Awareness of post-natal depression is on the rise, but women are seldom screened for anxiety or depression during pregnancy

Keep depression at bay

Some tips to reduce the risk

> Look after yourself; self-care, both physical and emotional, is vital even when there are no problems. Eat a healthy, balanced diet. Find some time each week to do something you enjoy—it improves your mood and helps you relax. Get adequate sleep.

> Be open-minded about options of delivery: C-section or normal; epidural or not; breastfeeding or not. Studies have shown that in the long run, especially when it comes to the baby’s emotional development, the choice doesn’t really matter; what matters is the mother’s emotional state and comfort with the choice she made. 

> Be wary of family members and friends ready with critical or commanding unsolicited advice. 

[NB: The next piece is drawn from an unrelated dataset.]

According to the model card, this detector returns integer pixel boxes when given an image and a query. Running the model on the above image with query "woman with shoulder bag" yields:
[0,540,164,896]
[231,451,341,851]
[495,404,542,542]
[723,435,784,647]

> Increase positive influences. Find online support or spend time with friends who are supportive, helpful and offer constructive criticism, if any. 

> Exercise alone can reduce the risk of emotional disturbance by 30%. Mindfulness (focusing all your attention on one activity instead of multitasking) on a daily basis has been shown to significantly curb anxiety and depression. 

> Do not try to do everything yourself. Let family and friends help you with housework, shopping, etc. 

> Discuss any worries you may have with your family, your physician or a gynecologist.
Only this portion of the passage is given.